崔領二と山伏が那智の滝(左下)の前に設置されたリングに登場【写真:柴田惣一】
崔領二と山伏が那智の滝(左下)の前に設置されたリングに登場【写真:柴田惣一】

ランズエンドの首領・崔領二の挑戦は続く

 崔領二が「世界遺産プロレス~熊野那智伝説」(16日、和歌山県那智勝浦町那智山)を開催。那智の滝近くにある那智山青岸渡寺・三重塔前に設置された特設リングで熱闘を展開した。ピリッとした空気が漂う神秘的な場所でのバトルは、レスラーもファンもいつも以上に熱が入っていた。

 崔の「那智の滝」大会への想いは強い。世界遺産でプロレス大会を開催するのは簡単なことではない。熊野那智大社、那智山青岸渡寺との交渉はもちろん、地元の人たちとの縁作りのために何度も足を運んだ。粘り強い話し合いの末に、全面協力を勝ち得た。

 実はZERO-ONEに所属していた2007年2月、和歌山県那智勝浦町の観光大使に就任した。同年7月にZERO-ONEが「世界遺産プロレス 熊野・那智伝説 格闘ロマンチック街道の旅」を、今回と同じ場所で開催している。

 本当は昨年、14年ぶりにイベントは実現するはずだった。ところが、コロナ禍がぶり返し、無念の中止。崔は「本音を言うと、もう無理だろうと、あきらめた時期もあった」と振り返る。

 02年から04年の間、崔は心身の不調に陥っていた。「もう、レスラー復帰は無理かも」とまで思いつめていた。そんな時、友人に誘われて那智の滝を訪れた。「よみがえりの地。と聞いていたけど、荘厳で身が引き締まる思いだった。本当に自分の気持ちと体が復活していくことが実感できた」とキッパリ。今でも鮮明に覚えているという。

 実際に崔はほどなくリングに復帰した。自分を本来の姿に戻してくれた運命の地への感謝の想いは募るばかり。自分の得意技ダイビングフットスタンプを「那智の滝」と命名したのも自然の流れだった。

 それだけに思い出の地での大会開催には思い入れが強かった。何度も足を運んだ。粘り強く熊野那智大社、那智山青岸渡寺とひざ詰め談判。地元の人たちとの会合も重ねた。関係各位の協力がなければ有り得ないハードルを一つひとつ、クリアしていき、やっとゴーサインを勝ち取った。コロナ禍などに負けるわけにはいかない。
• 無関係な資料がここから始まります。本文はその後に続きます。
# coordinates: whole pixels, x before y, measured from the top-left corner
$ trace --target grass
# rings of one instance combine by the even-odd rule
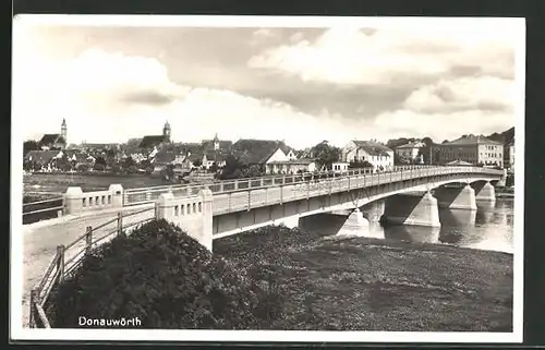
[[[272,241],[262,230],[214,248],[235,268],[276,267],[287,314],[271,329],[511,331],[509,254],[367,238]]]
[[[265,227],[210,255],[165,220],[100,246],[52,291],[77,315],[144,328],[511,331],[512,255]]]

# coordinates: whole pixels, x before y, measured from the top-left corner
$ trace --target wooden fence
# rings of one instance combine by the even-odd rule
[[[150,221],[154,219],[146,218],[129,225],[123,225],[123,218],[135,216],[145,212],[155,210],[154,208],[145,208],[135,213],[123,215],[118,213],[118,216],[109,221],[106,221],[97,227],[88,226],[84,234],[80,236],[68,245],[58,245],[55,257],[51,260],[46,273],[40,281],[31,290],[29,305],[29,326],[31,328],[50,328],[50,322],[46,314],[46,305],[51,295],[51,290],[62,282],[64,278],[71,276],[81,266],[84,257],[93,253],[93,251],[105,243],[108,239],[113,239],[116,236],[122,234],[123,231],[134,228],[137,225]],[[116,229],[108,231],[106,234],[98,237],[96,233],[99,229],[108,225],[117,222]],[[126,231],[125,231],[126,233]],[[83,245],[83,246],[82,246]]]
 元より、16年に自身の理想を追い求めるためにランズエンドを旗揚げした崔の辞書には「ギブアップ」の文字はなかった。那智詣でを再開し、コロナ禍も新たなステップに入り、1年越しに夢が実現することになった。

「それこそ次はいつになるか、分からない。式年遷宮と一緒で20年ごとになるかも」と苦笑いだった崔。次回は2042年(?)となれば、いよいよ燃えてくる。メインイベントの6人タッグマッチに、ディラン・ジェイムス、兼平大介を従え出陣。山伏の吹くほら貝の力強い音がとどろき渡り、三重塔から登場した。
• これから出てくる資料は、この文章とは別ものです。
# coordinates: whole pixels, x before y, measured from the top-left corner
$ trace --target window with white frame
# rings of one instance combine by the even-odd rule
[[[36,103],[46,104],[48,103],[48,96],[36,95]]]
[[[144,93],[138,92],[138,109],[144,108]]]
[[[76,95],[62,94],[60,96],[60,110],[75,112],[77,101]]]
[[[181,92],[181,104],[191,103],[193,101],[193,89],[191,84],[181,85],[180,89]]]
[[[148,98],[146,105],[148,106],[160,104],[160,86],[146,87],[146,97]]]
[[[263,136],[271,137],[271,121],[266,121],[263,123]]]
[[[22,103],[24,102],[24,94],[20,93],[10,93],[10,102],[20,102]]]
 対角線には土肥こうじ、羆嵐、石切組。「厳禁」と言われていた世界遺産での場外乱闘も繰り広げた。三重塔への階段を昇り、大暴れ。関係者を冷や冷やさせた。

 激闘の末、ポスト最上段に駆け上がった崔が、石切のボディをめがけてダイブ。那智の滝をバックに「那智の滝」がズバリと決まって15分15秒、夢の大一番が終了した。

 マイクを手にした崔は「皆さんの協力があって今日の大会にこぎつけられた。ここは蘇りの地。僕自身も救われた。皆さんもパワーをもらって」とアピール。熊野那智大社、那智山青岸渡寺の方からも「神話の世界を観ました。必ず帰ってきてください」と、涙ながらに声をかけていただいたという。15年ぶりに実現した「世界遺産マッチ」は大成功に終わった。

 とはいえ、これも一区切り。コロナ禍で中断されている海外遠征の再開に向け、崔はすでに走り出している。今回のイベントでパワー注入もできた。崔、そしてランズエンドの航海はまだまだ続く。